Companies that work across international boundaries have to educate themselves about local customs, business practices, and legal climates. For U.S. businesses working in the European Union, that includes understanding the EU’s much more stringent privacy regulations. Here’s a quick rundown of what you need to know.
What Is the GDPR?
The General Data Protection Regulation, or GDPR, was adopted by the European Parliament in 2016 and will come into full force throughout Europe in May 2018. The legislation was assembled to address the public’s concerns about data privacy and other risks associated with online activity. The GDPR increased data protection beyond what the previous laws offered and clarified consumer rights with regard to data.
The law states outright that protecting a person’s sovereignty over their personal data is a fundamental right, and the serious penalties allowed for enforcement make it clear that this right is taken seriously. If you will be doing business in the EU and collecting personal data from EU residents, it is vital to educate yourself about the GDPR.
What are the rules under GDPR?
The GDPR is a complex collection of regulations. A few of its major provisions include:
- Violators pay increased fines.
- Users must give clear, unambiguous consent for you to use their data, and you must only use it for the purpose defined.
- Any breach must be reported within 72 hours, and users must be informed promptly.
- Anyone who collects data on EU residents has to conform, no matter where they’re based.
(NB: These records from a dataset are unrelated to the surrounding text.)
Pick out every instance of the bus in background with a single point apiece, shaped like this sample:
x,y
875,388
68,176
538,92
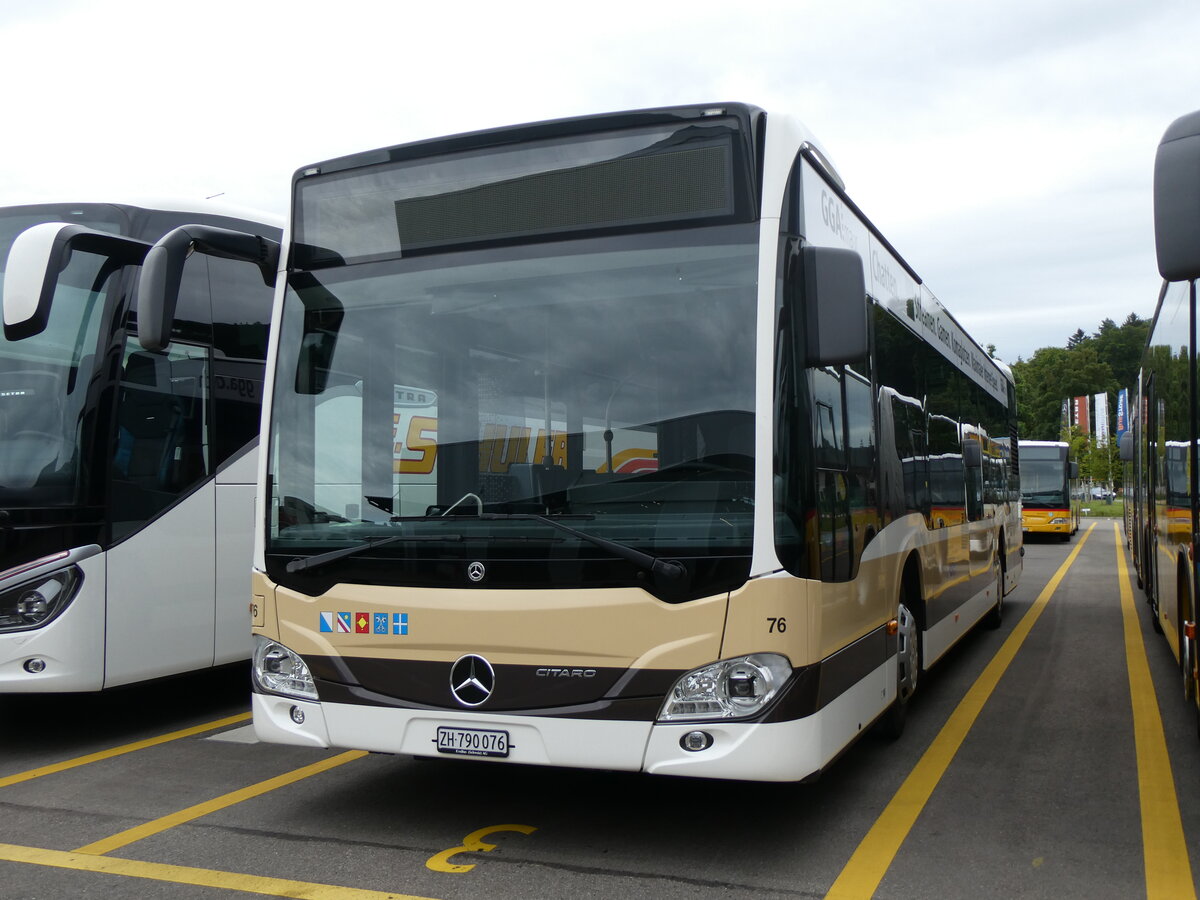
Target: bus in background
x,y
1050,490
609,442
126,477
1162,444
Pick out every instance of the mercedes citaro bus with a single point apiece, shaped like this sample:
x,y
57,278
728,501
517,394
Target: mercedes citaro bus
x,y
611,442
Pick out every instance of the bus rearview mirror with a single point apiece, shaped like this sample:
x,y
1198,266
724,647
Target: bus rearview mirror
x,y
1177,199
835,294
163,273
37,258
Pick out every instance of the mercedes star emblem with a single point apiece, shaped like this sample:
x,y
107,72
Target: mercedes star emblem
x,y
472,679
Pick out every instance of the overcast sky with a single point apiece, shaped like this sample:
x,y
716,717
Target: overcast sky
x,y
1006,149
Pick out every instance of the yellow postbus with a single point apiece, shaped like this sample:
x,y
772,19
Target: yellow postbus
x,y
1050,490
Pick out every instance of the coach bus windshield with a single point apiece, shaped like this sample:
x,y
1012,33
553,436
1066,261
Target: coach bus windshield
x,y
46,378
607,383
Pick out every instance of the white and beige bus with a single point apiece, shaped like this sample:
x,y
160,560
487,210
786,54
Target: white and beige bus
x,y
610,442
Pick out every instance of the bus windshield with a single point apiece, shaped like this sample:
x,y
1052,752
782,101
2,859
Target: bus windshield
x,y
609,382
1043,481
45,383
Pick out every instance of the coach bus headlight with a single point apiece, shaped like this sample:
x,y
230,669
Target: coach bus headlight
x,y
39,600
277,670
730,689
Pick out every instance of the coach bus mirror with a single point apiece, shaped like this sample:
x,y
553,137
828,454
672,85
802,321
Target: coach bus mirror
x,y
163,271
37,258
835,293
1177,199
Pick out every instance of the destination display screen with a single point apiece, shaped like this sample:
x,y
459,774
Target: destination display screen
x,y
629,179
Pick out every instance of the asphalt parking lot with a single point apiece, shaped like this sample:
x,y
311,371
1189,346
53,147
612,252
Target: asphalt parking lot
x,y
1053,757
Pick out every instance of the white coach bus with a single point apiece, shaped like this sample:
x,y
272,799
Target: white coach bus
x,y
126,477
610,442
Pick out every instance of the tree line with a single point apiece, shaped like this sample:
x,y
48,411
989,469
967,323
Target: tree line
x,y
1105,360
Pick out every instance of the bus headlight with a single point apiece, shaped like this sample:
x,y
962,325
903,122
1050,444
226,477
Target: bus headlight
x,y
39,600
730,689
277,670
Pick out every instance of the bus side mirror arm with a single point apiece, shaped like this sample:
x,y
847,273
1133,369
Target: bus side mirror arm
x,y
39,256
1177,199
835,297
162,273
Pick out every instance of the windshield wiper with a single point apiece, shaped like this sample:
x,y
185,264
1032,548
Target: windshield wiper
x,y
667,569
303,563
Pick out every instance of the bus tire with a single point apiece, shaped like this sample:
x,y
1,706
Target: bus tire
x,y
995,617
1187,645
907,671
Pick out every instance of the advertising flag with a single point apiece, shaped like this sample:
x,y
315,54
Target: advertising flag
x,y
1080,409
1102,419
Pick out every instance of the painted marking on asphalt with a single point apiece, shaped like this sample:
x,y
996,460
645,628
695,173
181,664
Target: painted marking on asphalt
x,y
471,844
121,750
189,875
1164,849
869,863
163,823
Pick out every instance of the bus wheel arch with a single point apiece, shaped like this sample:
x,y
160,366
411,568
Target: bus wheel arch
x,y
995,616
910,659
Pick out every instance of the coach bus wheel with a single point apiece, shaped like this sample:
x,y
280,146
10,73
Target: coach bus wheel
x,y
907,672
995,616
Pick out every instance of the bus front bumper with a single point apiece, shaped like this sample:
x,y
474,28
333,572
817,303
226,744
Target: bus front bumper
x,y
778,751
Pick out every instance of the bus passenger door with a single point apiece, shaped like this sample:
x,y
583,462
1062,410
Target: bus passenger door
x,y
161,579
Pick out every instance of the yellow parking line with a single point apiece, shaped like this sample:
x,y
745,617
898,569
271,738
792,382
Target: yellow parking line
x,y
189,875
120,750
862,875
1165,851
137,833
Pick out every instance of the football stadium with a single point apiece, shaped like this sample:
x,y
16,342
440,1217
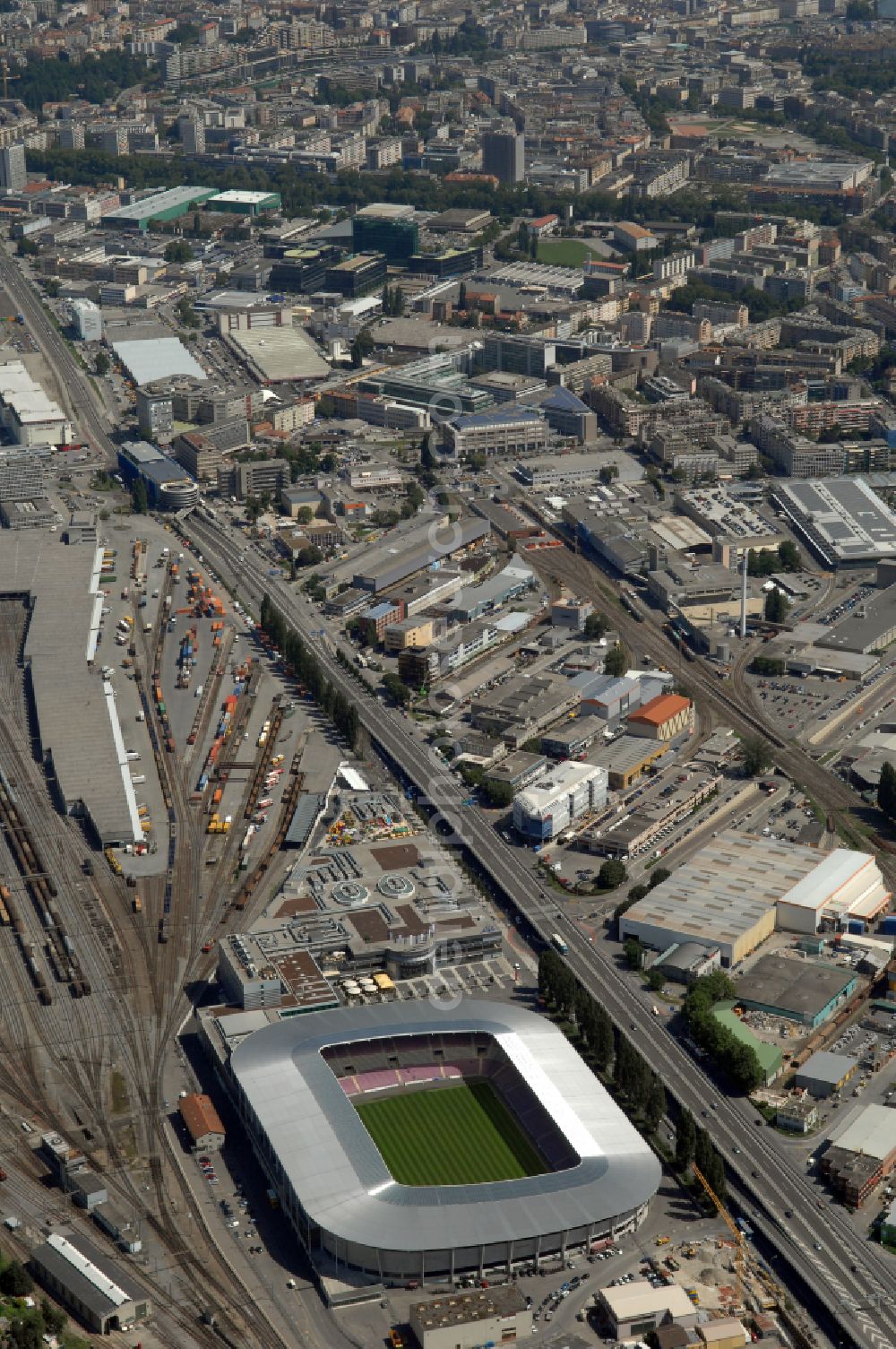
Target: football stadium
x,y
410,1141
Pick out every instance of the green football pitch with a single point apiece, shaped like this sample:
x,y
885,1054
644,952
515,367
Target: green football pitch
x,y
461,1135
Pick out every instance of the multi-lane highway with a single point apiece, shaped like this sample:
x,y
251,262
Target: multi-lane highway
x,y
845,1271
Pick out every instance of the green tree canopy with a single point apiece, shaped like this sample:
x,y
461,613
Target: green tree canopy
x,y
178,250
616,662
757,755
595,627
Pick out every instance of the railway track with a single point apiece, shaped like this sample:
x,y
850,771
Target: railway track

- Users have the right to demand that their data be removed; for instance, if a user closes an account with a company, that company must delete all the information it has collected about that individual.
- Transferring data outside the EU is allowed, but you are still responsible if EU resident data is lost outside the EU.
- Users can work together to sue using class action lawsuits.
- EU residents have the right to require companies to correct outdated or incorrect information.
- The age of data consent is raised from 13 to 16.
Does the GDPR apply to American companies?
Any U.S. company that transfers, collects, processes, hosts, or shares data within the EU needs to abide by the new rules. The data controller and the processor will share liability, so companies that handle data are expected to comply with the GDPR regardless of their function or role.
What are the consequences for violating the GDPR?
The GDPR is armed with significant increases in sanctions over previous European data protection laws. Any organization or individual that collects data on EU citizens must comply with the GPDR, which will be enforced evenly across the European Union. The new maximum fine is €20 million or 4 percent of an organization’s global turnover, whichever is higher.
The provisions of the GDPR are far-reaching and complex, and the penalties for violating them will be severe. With only a year to go before the laws are in full force, companies that work with European data need to be updating their systems now to meet the new provisions in time.